December 2018
Parco Natura Viva staff left for the second mission in Seychelles and signed the second agreement with the Seychelles National Parks Authority to continue the conservation project on the Seychelles giant tortoise and bat.
February 2018
Parco Natura Viva sent other 90 nano-microchips and a digital reader to the Seychelles National Parks Authority in Curieuse island. These will be inserted in other young adults.
November 2017
The first field mission for the conservation of Seychelles tortoises was carried out, and thanks to the collaboration with Bologna University and with the University of Sacro Cuore of Piacenza, will have positive implications also on the welfare of animals hosted by Zoological Parks. During the mission, the Seychelles National Parks Authority informed the staff of the park that the application of the nano-microchips has start to bring the hoped results: the problem of the theft of young tortoises in the breeding centre was, in fact, been almost solved simply by informing the public opinion that microchips were being inserted in all the young ones.
March 2017
The first microchip insertions were carried out on Seychelles tortoises with a workshop dedicated to illustrating the application technique on young tortoises raised on the island of Curieuse.

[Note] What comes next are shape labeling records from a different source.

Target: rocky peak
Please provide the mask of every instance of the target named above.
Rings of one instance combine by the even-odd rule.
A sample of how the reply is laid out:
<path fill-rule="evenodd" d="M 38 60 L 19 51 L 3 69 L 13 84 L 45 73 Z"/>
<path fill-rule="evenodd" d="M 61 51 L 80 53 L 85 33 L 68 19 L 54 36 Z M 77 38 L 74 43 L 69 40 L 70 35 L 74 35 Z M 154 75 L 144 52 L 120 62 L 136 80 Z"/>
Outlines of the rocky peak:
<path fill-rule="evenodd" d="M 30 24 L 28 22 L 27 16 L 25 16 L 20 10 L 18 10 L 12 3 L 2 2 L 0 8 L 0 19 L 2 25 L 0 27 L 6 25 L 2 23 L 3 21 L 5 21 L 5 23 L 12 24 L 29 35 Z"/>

The nano-microchips are only 6 mm longs, in contrast with the class one of 10 mm, and therefore they are much less invasive, allowing the application not on adults but on young ones of only 100 grams and just few centimetres long.
January 2017
On the 31st of January 2017, Parco Natura Viva signed an agreement with the Seychelles National Parks Authority, together with the collaboration of the Green Teen Team. The agreement will allow to help Seychelles safeguarding giant tortoises and will allow to save from extinction the only species of bat present in this island. The park has already carried out the first concrete action by sending 70 nano-microchips to be applied on baby “giants” that are born, with the aim of avoiding that these get in the illegal trade. It will be necessary then to go to Seychelles to explain to local populations how to insert the nano-microchips in order to avoid hurting the baby tortoises.
At the same time, the Park started to look for collaborations to start a first survey on the population of Seychelles sheath-tailed bats. Such survey will have to be the least invasive possible, since there are just a few individuals left, probably around 50.